Moneytree, a Japanese personal financial management app, has received $1.6 million in financing led by DG Incubation to bring its app to the US sometime in 2014.
No, you’re not in a time warp. Moneytree is indeed a PFM solution. It relies on machine learning and peer data to customize the experience for users. The company’s CEO, Paul Chapman, argues that there is still room for PFM in the world because the best PFM product for mobile has yet to be delivered.
Moneytree seeks differentiation in an overcrowded and very tired space by integrating concepts from the quantified self movement and “radically simplify[ing]” the user’s relationship to money, according to Chapman.

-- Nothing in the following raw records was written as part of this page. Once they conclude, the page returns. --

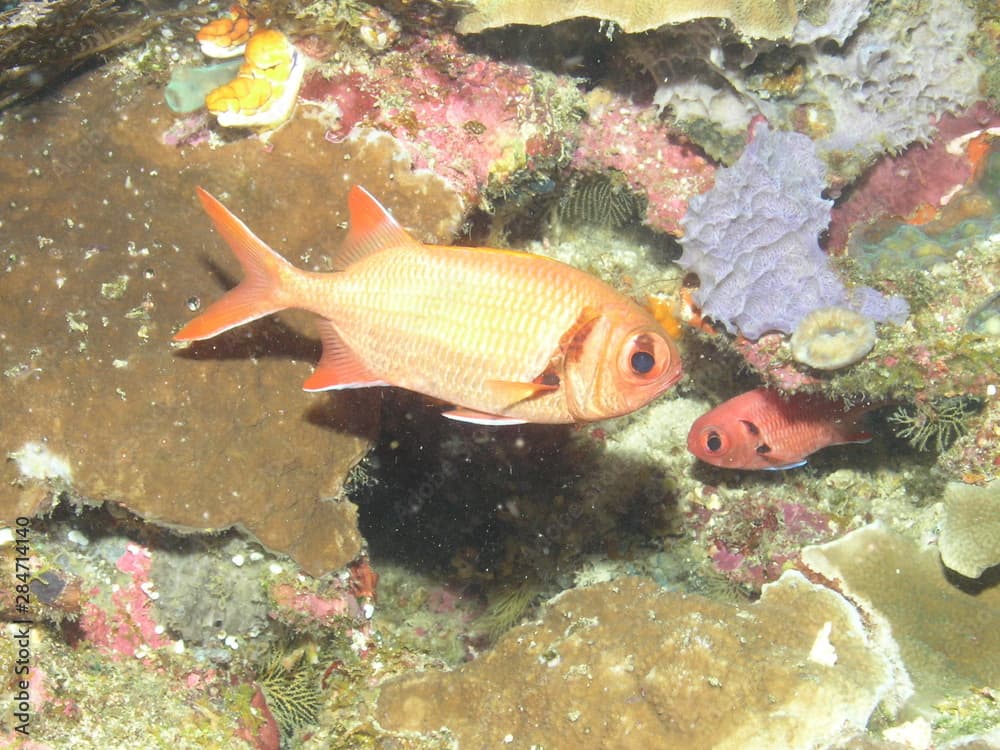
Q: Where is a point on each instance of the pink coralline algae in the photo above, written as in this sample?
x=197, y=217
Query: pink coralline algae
x=468, y=119
x=300, y=607
x=656, y=161
x=126, y=627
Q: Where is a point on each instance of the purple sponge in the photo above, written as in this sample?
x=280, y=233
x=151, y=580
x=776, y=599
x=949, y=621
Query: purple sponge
x=753, y=242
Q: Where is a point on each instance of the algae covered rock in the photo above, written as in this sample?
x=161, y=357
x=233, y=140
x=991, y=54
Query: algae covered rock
x=627, y=664
x=770, y=19
x=970, y=531
x=106, y=256
x=944, y=634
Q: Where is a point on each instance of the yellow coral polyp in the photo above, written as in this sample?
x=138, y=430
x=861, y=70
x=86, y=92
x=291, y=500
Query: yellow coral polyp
x=227, y=36
x=263, y=93
x=832, y=337
x=243, y=94
x=269, y=49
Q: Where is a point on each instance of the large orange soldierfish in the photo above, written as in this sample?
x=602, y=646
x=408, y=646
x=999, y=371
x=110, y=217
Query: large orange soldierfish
x=507, y=337
x=761, y=429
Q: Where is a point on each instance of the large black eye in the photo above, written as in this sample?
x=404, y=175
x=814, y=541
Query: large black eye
x=642, y=362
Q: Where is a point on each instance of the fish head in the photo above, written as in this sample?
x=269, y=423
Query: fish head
x=723, y=438
x=617, y=362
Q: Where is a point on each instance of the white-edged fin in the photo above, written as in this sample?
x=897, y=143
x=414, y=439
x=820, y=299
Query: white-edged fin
x=338, y=367
x=795, y=465
x=460, y=414
x=372, y=229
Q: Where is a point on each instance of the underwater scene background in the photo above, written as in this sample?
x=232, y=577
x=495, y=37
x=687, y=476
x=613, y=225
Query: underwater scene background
x=797, y=545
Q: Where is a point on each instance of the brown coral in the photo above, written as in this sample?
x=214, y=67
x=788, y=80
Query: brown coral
x=768, y=19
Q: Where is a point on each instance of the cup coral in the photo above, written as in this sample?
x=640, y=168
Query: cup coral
x=753, y=242
x=832, y=337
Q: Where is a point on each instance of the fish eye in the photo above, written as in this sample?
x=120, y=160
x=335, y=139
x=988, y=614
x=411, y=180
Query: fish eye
x=642, y=362
x=713, y=442
x=645, y=357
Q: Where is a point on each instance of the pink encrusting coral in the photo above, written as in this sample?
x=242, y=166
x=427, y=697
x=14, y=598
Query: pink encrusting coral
x=127, y=626
x=656, y=161
x=914, y=185
x=467, y=118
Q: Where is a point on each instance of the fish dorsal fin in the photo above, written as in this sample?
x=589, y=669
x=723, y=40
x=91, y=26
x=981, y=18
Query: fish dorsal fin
x=461, y=414
x=513, y=393
x=338, y=367
x=371, y=229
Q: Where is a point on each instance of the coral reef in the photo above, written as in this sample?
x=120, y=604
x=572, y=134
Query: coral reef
x=771, y=19
x=753, y=238
x=970, y=529
x=678, y=674
x=832, y=337
x=941, y=631
x=857, y=99
x=657, y=163
x=264, y=92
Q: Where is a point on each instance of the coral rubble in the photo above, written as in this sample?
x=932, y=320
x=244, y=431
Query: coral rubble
x=754, y=238
x=941, y=631
x=970, y=529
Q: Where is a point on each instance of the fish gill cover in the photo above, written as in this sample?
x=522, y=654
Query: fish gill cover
x=753, y=239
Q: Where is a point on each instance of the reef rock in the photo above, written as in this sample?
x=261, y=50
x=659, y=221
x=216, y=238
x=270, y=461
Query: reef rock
x=627, y=664
x=754, y=238
x=942, y=632
x=970, y=531
x=770, y=19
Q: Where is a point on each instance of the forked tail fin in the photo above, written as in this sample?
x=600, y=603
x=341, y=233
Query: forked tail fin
x=260, y=292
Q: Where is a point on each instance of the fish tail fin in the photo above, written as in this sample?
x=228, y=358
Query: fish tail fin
x=260, y=293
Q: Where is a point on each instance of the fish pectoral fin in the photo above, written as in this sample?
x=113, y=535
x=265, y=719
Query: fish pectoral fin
x=338, y=367
x=511, y=392
x=461, y=414
x=794, y=465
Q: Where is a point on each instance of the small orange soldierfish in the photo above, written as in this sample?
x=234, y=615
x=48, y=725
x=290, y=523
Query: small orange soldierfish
x=762, y=430
x=507, y=337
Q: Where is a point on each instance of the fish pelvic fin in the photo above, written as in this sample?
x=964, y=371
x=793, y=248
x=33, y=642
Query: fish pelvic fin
x=258, y=294
x=461, y=414
x=372, y=229
x=338, y=368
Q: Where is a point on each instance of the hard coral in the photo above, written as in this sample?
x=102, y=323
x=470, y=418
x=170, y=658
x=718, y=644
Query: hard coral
x=753, y=239
x=832, y=337
x=652, y=158
x=970, y=531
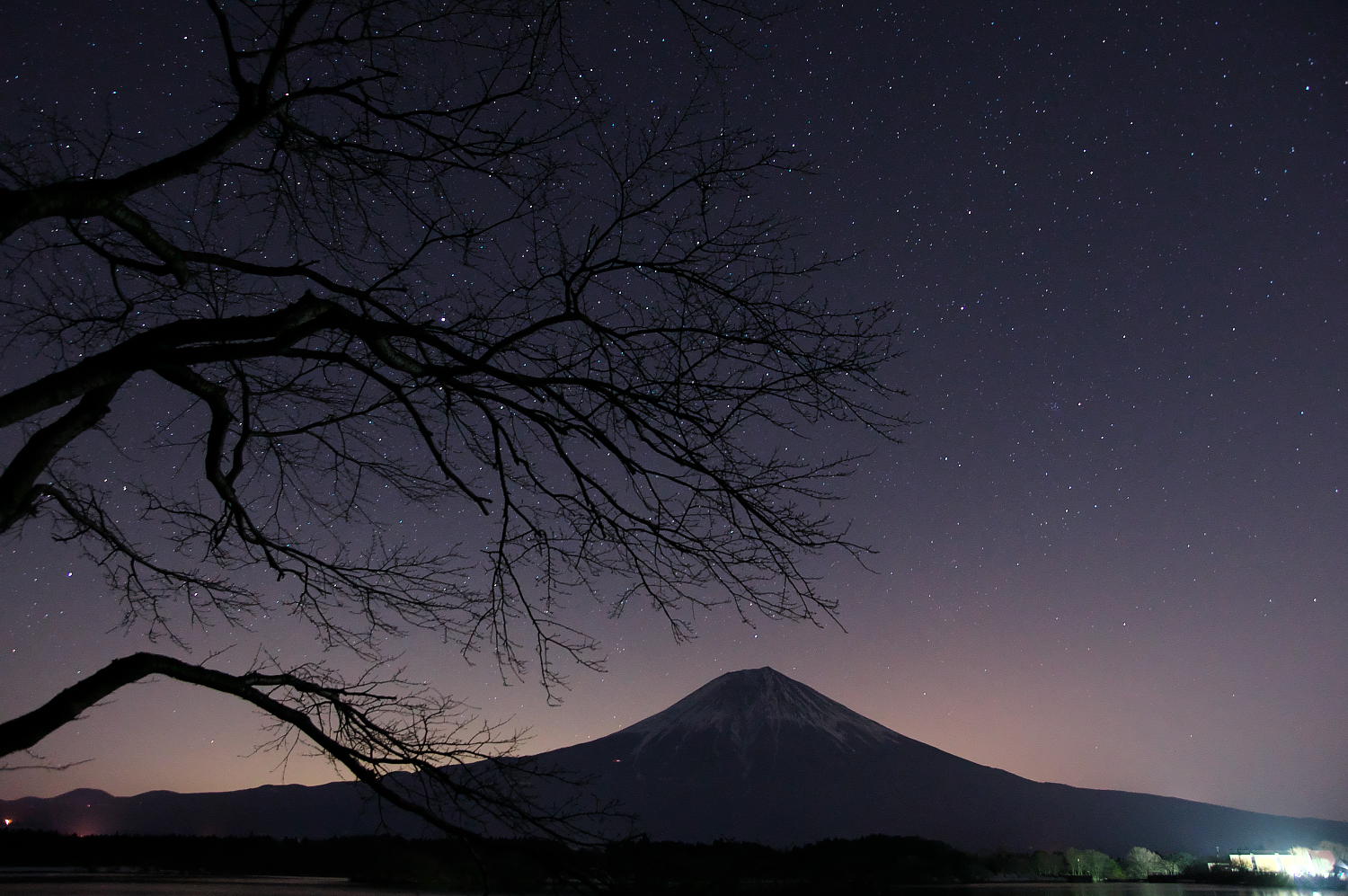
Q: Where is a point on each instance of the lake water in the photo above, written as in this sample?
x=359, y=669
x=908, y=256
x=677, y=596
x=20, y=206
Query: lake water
x=129, y=885
x=104, y=885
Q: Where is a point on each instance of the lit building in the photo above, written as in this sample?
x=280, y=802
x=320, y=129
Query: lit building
x=1297, y=863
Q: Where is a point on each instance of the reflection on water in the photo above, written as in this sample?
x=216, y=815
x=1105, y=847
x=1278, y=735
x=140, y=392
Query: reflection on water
x=105, y=885
x=131, y=885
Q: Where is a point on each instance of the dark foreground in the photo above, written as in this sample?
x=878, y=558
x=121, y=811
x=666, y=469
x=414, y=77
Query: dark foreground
x=852, y=868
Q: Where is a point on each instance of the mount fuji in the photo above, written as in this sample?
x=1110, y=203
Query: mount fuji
x=751, y=756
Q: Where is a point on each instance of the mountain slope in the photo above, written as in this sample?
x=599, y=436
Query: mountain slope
x=758, y=756
x=751, y=756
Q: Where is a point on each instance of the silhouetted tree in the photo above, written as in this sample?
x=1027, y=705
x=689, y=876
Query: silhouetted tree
x=1091, y=863
x=415, y=256
x=1142, y=863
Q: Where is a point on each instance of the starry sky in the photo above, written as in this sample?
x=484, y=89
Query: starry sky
x=1108, y=554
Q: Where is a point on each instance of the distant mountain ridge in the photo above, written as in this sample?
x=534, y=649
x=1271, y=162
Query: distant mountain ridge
x=752, y=756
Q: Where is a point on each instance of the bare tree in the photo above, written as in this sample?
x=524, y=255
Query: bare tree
x=415, y=258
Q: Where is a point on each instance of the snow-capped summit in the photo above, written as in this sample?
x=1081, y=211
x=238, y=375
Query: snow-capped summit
x=758, y=705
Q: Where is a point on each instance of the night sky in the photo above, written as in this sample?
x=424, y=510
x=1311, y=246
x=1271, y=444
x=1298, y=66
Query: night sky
x=1110, y=554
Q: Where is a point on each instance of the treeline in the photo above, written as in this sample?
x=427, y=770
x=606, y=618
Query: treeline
x=871, y=864
x=1089, y=864
x=852, y=866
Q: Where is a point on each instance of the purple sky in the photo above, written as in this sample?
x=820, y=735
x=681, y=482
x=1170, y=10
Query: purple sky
x=1113, y=554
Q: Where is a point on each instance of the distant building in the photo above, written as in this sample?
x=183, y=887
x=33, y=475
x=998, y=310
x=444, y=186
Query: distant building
x=1297, y=863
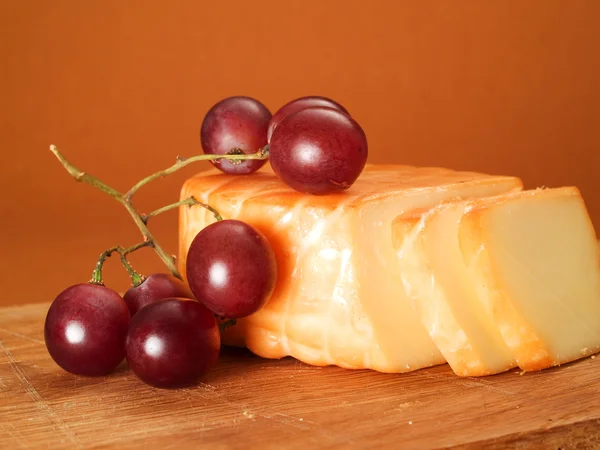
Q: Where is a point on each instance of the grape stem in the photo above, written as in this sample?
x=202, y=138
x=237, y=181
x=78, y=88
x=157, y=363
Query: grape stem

Budgets, which are a particularly unloved aspect of PFM, are wisely de-emphasized in Moneytree. The app will focus on three things in its US launch, Chapman says: “cash flow, debt management and retirement savings.”
A PFM that is looking to be mobile-first is presumably targeting a younger demographic, to whom “retirement savings” can sound a lot like “purple unicorns.” There is also some possibility of brand confusion with the US payday lender also called Moneytree. But the Japanese Moneytree has some time and money to figure these issues out.
The app has been downloaded over 200,000 times and has aggregated data from over 15 million transactions, according to TechCrunch. It launched in 2013. The service is presently only available in Japan.